Various experiments have been performed to characterize these three mouse lines, particularly addressing clinically relevant aspects and the expression of candidate genes in the brain.

Interestingly, the hyper- (HR) and hypo- (LR) reactivity to stressors in our mouse model are accompanied by alterations in emotional behaviour, vegetative functions (including rhythmicity and sleep architecture) and cognitive processes, revealing phenotypic similarities to patients suffering from MD, in particular, when the two subtypes of melancholic and atypical depression are considered. Morphometric and neurobiological findings also support this view. Moreover, the stable differences in stress reactivity are associated with a hyper- or hypo-responsiveness at all levels of the HPA axis (peripheral, central and regulatory functions), indicating profound differences in the activation and feedback regulation of this important neuroendocrine system.

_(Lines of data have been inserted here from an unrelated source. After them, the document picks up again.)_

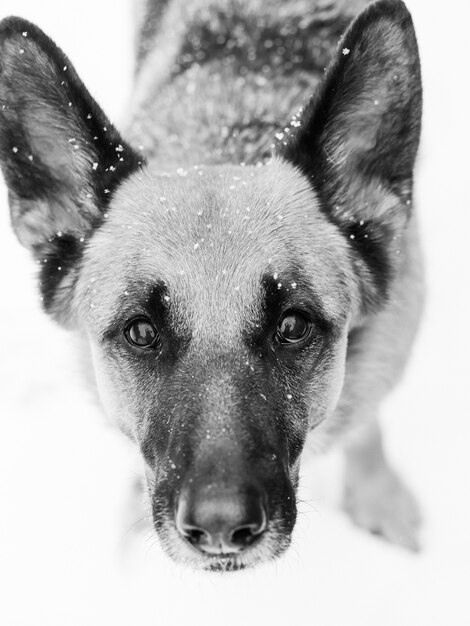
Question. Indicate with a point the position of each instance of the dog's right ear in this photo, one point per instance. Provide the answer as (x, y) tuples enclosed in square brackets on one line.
[(60, 155)]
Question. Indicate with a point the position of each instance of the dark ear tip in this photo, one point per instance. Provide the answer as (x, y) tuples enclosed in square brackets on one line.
[(13, 26), (395, 8)]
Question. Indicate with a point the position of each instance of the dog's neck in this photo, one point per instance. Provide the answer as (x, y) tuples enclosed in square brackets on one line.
[(228, 78)]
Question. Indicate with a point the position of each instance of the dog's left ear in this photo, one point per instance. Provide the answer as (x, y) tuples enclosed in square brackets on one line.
[(357, 139), (60, 155)]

Key findings of our in-depth analyses of the HR/IR/LR mouse model are summarized in this table.

Summary of endophenotypes observed in the ‘high reactivity’ (HR) and ‘low reactivity’ (LR) mouse lines, in relation to ‘intermediate reactivity’ (IR) animals.

The results gathered so far demonstrate that the stress reactivity mouse model shows functional alterations in many relevant parameters, revealing endophenotypes highly similar to those observed in MD patients, thus proving a high level of face and construct validity of the model.

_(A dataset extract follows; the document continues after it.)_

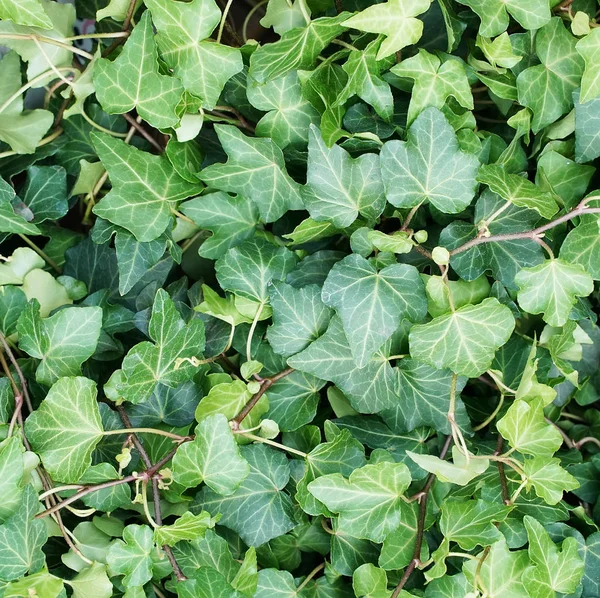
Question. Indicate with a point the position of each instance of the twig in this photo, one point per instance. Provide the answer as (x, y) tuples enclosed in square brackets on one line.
[(416, 558)]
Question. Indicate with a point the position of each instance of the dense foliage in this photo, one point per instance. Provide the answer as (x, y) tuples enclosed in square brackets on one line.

Additionally, efforts are undertaken, including SNP analyses and sequencing of target genes, to investigate the genetic predisposition towards increased or decreased stress reactivity in more detail and to elucidate functional implications of different gene variants and their contribution to the observed endophenotypes. Ongoing studies using proteomic and microarray screening methods as well as pharmacological approaches will further supplement these data on the HR/IR/LR mouse lines with information regarding the molecular mechanisms and major players involved in bringing about the profound alterations in stress responsiveness and concomitant neurobiological changes resulting in disturbed brain function.

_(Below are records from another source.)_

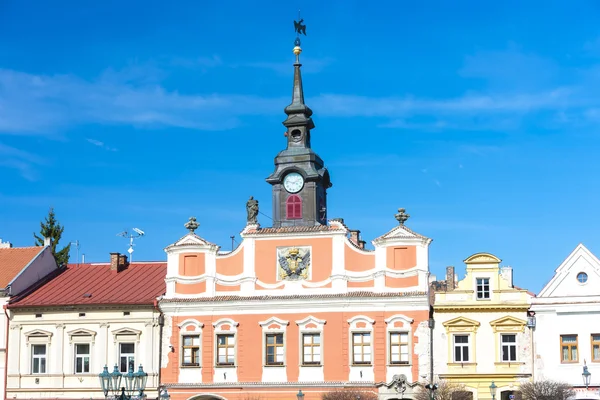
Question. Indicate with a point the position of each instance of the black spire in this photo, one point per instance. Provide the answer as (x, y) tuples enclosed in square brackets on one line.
[(298, 112)]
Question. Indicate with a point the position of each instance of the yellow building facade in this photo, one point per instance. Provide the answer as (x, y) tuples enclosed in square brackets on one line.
[(481, 334)]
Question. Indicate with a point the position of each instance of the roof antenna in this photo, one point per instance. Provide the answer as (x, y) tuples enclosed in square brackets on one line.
[(76, 243), (131, 236)]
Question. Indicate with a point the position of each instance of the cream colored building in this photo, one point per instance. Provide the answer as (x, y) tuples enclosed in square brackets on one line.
[(481, 334), (86, 316)]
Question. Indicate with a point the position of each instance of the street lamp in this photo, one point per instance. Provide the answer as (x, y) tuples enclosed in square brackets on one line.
[(135, 383), (432, 387), (587, 376), (493, 389), (164, 394)]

In conclusion, by selectively breeding mice for extremes in stress reactivity clinically relevant endophenotypes of MD can be modelled, presumably including the symptomatology and pathophysiology of specific subtypes of the disease. Given its unique strength as an experimental system for studying genetics, neurobiology, and behaviour, the stress reactivity mouse model can be central to meeting the challenge for cross-species translational research in biological psychiatry. Thus, the HR/IR/LR mouse lines are a highly valuable tool to significantly improve our understanding of the biological underpinnings and pathways involved in the aetiology of affective disorders, including the discovery/refinement of novel targets for drugs tailored to match specific pathologies.